Every transformative technology is dual-use, and AI is no exception. The same models that help defenders triage billions of events also help attackers scale and sharpen their operations. The honest assessment in 2026 is neither the breathless "AI will end cybersecurity" narrative nor dismissive "it's just a tool" hand-waving. AI doesn't invent fundamentally new attacks — but it dramatically lowers the cost, raises the quality, and increases the scale of existing ones. That shift alone reshapes the threat landscape.
Let's look honestly at how attackers are using AI, the genuinely new attack surface that AI systems themselves create, and how defense is rising to meet it.
Offensive AI: cheaper, faster, more convincing
The clearest impact of AI on the attacker side is force multiplication. Tasks that required skill and time are now cheap and instant:
- Social engineering at scale. Flawless, personalized phishing in any language, generated by the thousands — defeating the "spot the typo" defenses of old.
- Deepfakes. Cloned voices and synthetic video enable convincing CEO-fraud calls and identity bypass against weak verification.
- Reconnaissance and code assistance. Models help summarize a target's attack surface, adapt exploit code, and write malware variants faster.
- Faster operations. AI compresses the time between getting in and doing damage by automating reconnaissance and decision-making.
AI doesn't give attackers new superpowers so much as it removes the friction from their old ones. The barrier to a polished, large-scale campaign has collapsed.
Crucially, the fundamentals still hold. AI-written phishing still needs you to click; AI-assisted malware still has to execute and can be detected behaviorally. The defenses don't become obsolete — they have to scale to match the new volume and polish.
The new attack surface: securing AI itself
Beyond AI-as-a-weapon, there's a second, deeper shift: organizations are racing to deploy their own AI systems — chatbots, copilots, autonomous agents — and those systems introduce entirely new vulnerabilities.
Prompt injection
The signature vulnerability of the LLM era. Because language models can't cleanly separate trusted instructions from untrusted input, an attacker can hide malicious instructions in data the model processes — a web page, a document, an email — and hijack its behavior. Indirect prompt injection is especially dangerous for AI agents that read external content and can take actions: a poisoned web page could instruct an agent to exfiltrate data or misuse its tools.
Beyond injection
- Sensitive data disclosure — models leaking secrets or PII from their context or training data.
- Excessive agency — agents granted broad permissions that an attacker can hijack.
- Supply chain and model poisoning — tampered models, datasets, or plugins introducing hidden behavior.
- Insecure output handling — passing model output unsanitized into databases, shells, or rendered pages.
AI-assisted defense
The same capabilities that help attackers are, in practice, an even bigger advantage for defenders — because defense has always been a scale and speed problem. A SOC drowning in alerts is the perfect use case for AI.
- Detection at scale. Machine learning correlates billions of events to surface the handful that matter, catching subtle behavioral anomalies humans would miss.
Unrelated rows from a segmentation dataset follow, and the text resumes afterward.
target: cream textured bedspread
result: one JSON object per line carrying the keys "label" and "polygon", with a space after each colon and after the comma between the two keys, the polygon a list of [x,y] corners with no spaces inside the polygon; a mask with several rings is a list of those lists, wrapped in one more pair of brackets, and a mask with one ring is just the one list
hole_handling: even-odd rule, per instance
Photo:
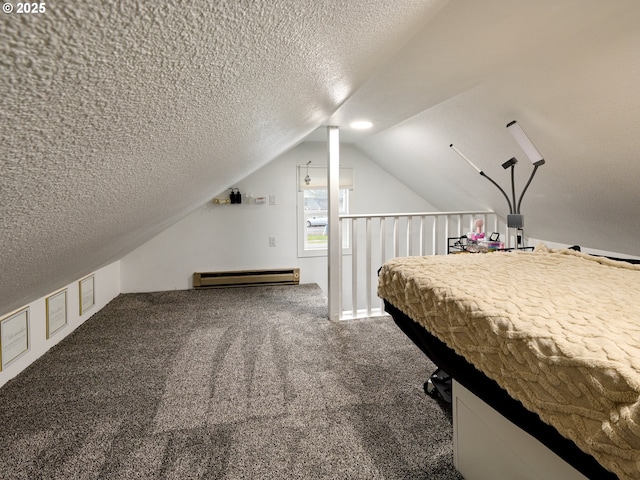
{"label": "cream textured bedspread", "polygon": [[378,295],[621,479],[640,479],[640,265],[573,250],[396,258]]}

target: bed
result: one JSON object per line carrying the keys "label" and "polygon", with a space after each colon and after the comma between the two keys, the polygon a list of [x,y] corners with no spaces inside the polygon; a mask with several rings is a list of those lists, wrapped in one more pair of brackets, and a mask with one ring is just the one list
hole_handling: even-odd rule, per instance
{"label": "bed", "polygon": [[398,326],[588,478],[640,478],[640,265],[574,250],[404,257]]}

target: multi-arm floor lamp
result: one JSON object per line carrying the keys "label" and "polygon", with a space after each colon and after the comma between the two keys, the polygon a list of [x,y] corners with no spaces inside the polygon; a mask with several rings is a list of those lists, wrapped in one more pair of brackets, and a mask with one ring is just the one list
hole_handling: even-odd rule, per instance
{"label": "multi-arm floor lamp", "polygon": [[518,142],[518,144],[520,145],[520,148],[522,148],[522,150],[527,155],[527,157],[529,157],[529,160],[531,160],[531,163],[533,163],[533,171],[531,172],[529,181],[527,181],[527,184],[524,186],[524,189],[520,194],[520,198],[517,201],[516,201],[516,186],[515,186],[515,180],[514,180],[514,170],[515,170],[516,163],[518,163],[518,160],[516,160],[515,157],[511,158],[510,160],[507,160],[502,164],[502,168],[504,168],[505,170],[511,167],[511,199],[509,199],[509,196],[507,195],[507,193],[502,189],[500,185],[498,185],[491,177],[489,177],[489,175],[487,175],[480,168],[478,168],[477,165],[475,165],[471,160],[469,160],[460,150],[454,147],[453,144],[449,146],[453,149],[454,152],[460,155],[460,157],[462,157],[464,161],[466,161],[469,165],[471,165],[480,175],[485,177],[487,180],[493,183],[498,188],[498,190],[500,190],[500,192],[504,195],[504,198],[507,199],[507,203],[509,205],[509,214],[507,215],[507,226],[509,228],[516,228],[518,230],[522,230],[522,228],[524,227],[524,216],[520,213],[520,205],[522,205],[522,198],[524,197],[525,192],[529,188],[529,185],[531,184],[531,181],[533,180],[533,177],[536,174],[538,167],[541,165],[544,165],[544,158],[542,158],[542,155],[540,155],[540,152],[538,152],[538,150],[533,145],[531,140],[529,140],[529,137],[527,137],[527,135],[524,133],[520,125],[518,125],[518,122],[516,122],[515,120],[513,122],[509,122],[507,124],[507,129],[509,130],[509,132],[511,132],[511,135],[513,135],[513,138],[515,138],[516,142]]}

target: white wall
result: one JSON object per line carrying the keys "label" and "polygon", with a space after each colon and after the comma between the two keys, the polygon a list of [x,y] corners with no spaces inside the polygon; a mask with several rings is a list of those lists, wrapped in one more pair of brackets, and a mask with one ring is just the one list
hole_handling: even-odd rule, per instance
{"label": "white wall", "polygon": [[[131,252],[121,261],[122,291],[189,289],[198,271],[299,267],[301,283],[317,283],[326,292],[326,256],[298,257],[296,214],[296,167],[308,161],[326,164],[326,148],[302,143],[230,185],[254,197],[274,195],[275,205],[209,202]],[[352,146],[341,146],[340,164],[354,167],[351,213],[435,211]],[[269,237],[276,237],[275,247]]]}
{"label": "white wall", "polygon": [[[16,310],[20,311],[25,307],[29,308],[29,350],[0,372],[0,387],[22,372],[46,353],[47,350],[60,342],[120,294],[120,262],[107,265],[94,272],[93,275],[95,303],[85,310],[82,315],[80,315],[80,291],[78,286],[80,279],[68,285],[62,285],[50,294]],[[63,289],[67,291],[67,324],[47,339],[46,299],[51,294]],[[2,319],[11,316],[13,313],[15,312],[3,316]]]}

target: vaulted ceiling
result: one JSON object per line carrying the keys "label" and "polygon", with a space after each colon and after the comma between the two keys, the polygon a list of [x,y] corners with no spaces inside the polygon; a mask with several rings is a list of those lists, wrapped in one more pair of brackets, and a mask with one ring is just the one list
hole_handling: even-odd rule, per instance
{"label": "vaulted ceiling", "polygon": [[[0,313],[117,260],[314,130],[443,210],[640,254],[635,0],[46,3],[0,17]],[[367,117],[366,133],[348,129]]]}

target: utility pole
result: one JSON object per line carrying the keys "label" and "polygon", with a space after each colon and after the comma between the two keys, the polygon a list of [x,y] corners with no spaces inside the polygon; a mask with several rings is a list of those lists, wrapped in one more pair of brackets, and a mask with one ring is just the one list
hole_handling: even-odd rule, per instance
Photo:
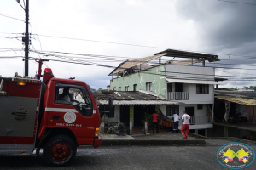
{"label": "utility pole", "polygon": [[26,0],[26,32],[25,32],[25,76],[28,76],[28,52],[29,52],[29,33],[28,33],[28,9],[29,9],[29,0]]}

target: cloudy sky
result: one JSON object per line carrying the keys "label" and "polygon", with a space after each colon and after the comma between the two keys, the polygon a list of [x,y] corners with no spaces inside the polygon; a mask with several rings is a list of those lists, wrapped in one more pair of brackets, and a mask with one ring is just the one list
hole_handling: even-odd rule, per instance
{"label": "cloudy sky", "polygon": [[[230,1],[236,3],[218,0],[33,0],[29,8],[29,30],[32,34],[30,48],[44,53],[84,54],[87,57],[76,59],[112,66],[166,48],[215,54],[221,60],[215,66],[229,67],[216,69],[218,76],[230,80],[221,82],[221,87],[256,85],[253,81],[256,2]],[[22,0],[20,4],[23,4]],[[24,10],[15,0],[1,0],[0,11],[0,57],[24,56],[24,45],[21,38],[17,37],[21,36],[19,33],[25,31]],[[88,54],[103,57],[90,58]],[[33,52],[29,56],[61,60]],[[78,57],[65,56],[70,60]],[[24,75],[21,58],[0,58],[0,75],[13,76],[15,72]],[[108,75],[113,71],[112,68],[53,60],[44,65],[45,67],[52,68],[57,77],[74,76],[92,88],[103,88],[109,84],[111,77]],[[38,64],[31,60],[29,76],[34,76],[37,68]],[[250,76],[250,81],[238,76]]]}

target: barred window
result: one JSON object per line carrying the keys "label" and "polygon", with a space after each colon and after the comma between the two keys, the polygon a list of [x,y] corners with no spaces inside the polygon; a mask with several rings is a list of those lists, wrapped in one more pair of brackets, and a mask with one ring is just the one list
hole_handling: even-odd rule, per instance
{"label": "barred window", "polygon": [[166,116],[172,116],[174,114],[179,114],[179,105],[166,105]]}
{"label": "barred window", "polygon": [[196,94],[209,94],[209,84],[196,84]]}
- Triage and enrichment. AI assembles context, summarizes incidents, and drafts response steps, freeing analysts for the judgment calls.
- Accelerated response. Automated playbooks contain threats in seconds, with human oversight on high-stakes actions.
- Threat intelligence. Models digest vast volumes of intel into actionable indicators faster than any team could.
The winning model is human plus AI, not human versus AI: machine speed for the volume, human judgment for the decisions that carry real consequence.
Governance: the part everyone skips
As organizations deploy AI, security and governance can't be an afterthought. The practical foundations are unglamorous but decisive:
- Inventory your AI. You can't govern what you can't see — including the shadow AI tools employees adopt on their own.
- Classify the data flowing into and out of AI systems, and control what models can access.
- Constrain agent permissions to least privilege and require human approval for consequential actions.
- Test adversarially. Red-team your AI systems for prompt injection, jailbreaks, and data leakage before they ship.
- Align to frameworks like the NIST AI Risk Management Framework to structure the program.
The bottom line
AI raises the ceiling on what both attackers and defenders can do. Attackers get scale and polish; defenders get the only realistic way to keep up with the resulting volume — plus a new surface they must now secure. The organizations that thrive will treat AI as both a powerful defensive ally and a system that itself demands rigorous security and governance. The fundamentals of good security still apply. They just have to move at AI speed now.